Aereo argues that its dime-sized individual antennas, although mounted in a massive rooftop array far away from any actual subscriber, represent fair use. The broadcast companies say a service delivered via an operator-controlled antenna is “community antenna television” by any other name, and thus Aereo is subject to retransmission-consent regulations.

Could a broadcast-only over-the-top video service become a huge business? Maybe, especially with zero content costs.

But Aereo’s consumer offering may be just a sideline for the real business model: potentially licensing patents, should the startup prevail with its “fair use” argument in court.

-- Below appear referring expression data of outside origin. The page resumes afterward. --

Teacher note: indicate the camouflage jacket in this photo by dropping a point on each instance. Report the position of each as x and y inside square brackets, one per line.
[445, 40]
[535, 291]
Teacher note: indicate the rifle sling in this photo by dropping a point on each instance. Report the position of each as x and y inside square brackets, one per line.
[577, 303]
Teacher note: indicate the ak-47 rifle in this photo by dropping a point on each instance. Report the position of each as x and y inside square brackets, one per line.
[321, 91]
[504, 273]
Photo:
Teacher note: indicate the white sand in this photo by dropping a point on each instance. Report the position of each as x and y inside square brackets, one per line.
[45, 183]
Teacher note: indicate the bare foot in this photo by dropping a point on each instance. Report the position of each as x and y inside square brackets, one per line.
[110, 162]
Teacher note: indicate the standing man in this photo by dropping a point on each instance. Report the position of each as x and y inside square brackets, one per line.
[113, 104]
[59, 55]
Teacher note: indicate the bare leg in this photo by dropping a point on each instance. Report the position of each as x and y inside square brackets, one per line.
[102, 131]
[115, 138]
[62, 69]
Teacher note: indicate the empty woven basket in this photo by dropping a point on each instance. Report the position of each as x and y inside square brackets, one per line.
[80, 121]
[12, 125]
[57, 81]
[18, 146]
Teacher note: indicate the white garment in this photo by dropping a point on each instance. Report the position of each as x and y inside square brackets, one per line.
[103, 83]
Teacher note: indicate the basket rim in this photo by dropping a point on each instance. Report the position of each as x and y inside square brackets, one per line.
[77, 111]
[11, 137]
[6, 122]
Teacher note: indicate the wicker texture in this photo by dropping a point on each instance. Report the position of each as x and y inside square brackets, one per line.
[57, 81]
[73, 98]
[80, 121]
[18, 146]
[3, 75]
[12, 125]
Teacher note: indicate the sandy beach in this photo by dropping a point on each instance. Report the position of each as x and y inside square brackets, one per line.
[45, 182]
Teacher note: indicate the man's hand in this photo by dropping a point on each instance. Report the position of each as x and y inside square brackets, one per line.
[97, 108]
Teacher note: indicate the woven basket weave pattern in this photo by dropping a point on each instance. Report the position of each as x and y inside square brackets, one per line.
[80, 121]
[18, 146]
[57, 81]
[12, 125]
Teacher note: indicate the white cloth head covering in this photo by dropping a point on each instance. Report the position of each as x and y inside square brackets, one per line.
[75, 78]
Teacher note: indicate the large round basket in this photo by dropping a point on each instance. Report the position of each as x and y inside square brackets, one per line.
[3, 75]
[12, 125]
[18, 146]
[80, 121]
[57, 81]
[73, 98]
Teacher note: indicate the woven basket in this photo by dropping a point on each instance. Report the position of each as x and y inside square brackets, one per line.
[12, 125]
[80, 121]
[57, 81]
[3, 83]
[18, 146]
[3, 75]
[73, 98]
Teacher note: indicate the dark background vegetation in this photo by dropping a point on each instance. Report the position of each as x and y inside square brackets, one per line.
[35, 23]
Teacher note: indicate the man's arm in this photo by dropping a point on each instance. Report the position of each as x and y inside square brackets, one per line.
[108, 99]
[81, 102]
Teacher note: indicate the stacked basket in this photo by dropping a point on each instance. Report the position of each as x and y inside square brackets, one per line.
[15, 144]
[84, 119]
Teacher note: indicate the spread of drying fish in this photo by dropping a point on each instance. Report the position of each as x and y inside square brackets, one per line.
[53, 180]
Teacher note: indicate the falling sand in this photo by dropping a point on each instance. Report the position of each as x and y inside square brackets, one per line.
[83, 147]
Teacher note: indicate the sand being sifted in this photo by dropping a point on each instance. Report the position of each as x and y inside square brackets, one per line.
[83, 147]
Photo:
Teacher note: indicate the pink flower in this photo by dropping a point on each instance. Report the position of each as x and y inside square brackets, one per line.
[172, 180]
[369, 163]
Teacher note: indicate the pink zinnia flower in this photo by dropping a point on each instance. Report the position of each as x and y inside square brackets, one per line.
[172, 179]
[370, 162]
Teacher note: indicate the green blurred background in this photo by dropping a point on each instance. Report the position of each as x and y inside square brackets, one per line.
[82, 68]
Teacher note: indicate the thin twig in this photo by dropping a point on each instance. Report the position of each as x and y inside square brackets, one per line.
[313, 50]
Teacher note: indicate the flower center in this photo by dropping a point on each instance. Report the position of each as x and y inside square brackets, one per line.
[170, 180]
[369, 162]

In November 2011, Aereo filed for at least four U.S. patents: Antenna System with Individually Addressable Elements in Dense Array; System and Method for Providing Network Access to Individually Recorded Content; Method and System for Processing Antenna Feeds Using Separate Processing Pipelines and System and Method for Providing Network Access to Antenna Feeds.

If Aereo’s approach is deemed legal, and if its patent applications are OK’d, then the company could be in a position to license its intellectual property to cable and satellite TV operators looking to establish their own “dense arrays” of antennas.

Note that this strategy, while time-consuming and expensive, has worked for TiVo. TiVo reached a $500 million-plus patent-litigation settlement with Dish/EchoStar last year as well as a deal with AT&T worth up to $300 million, and the DVR maker is currently suing Time Warner Cable, Verizon, Motorola and Cisco.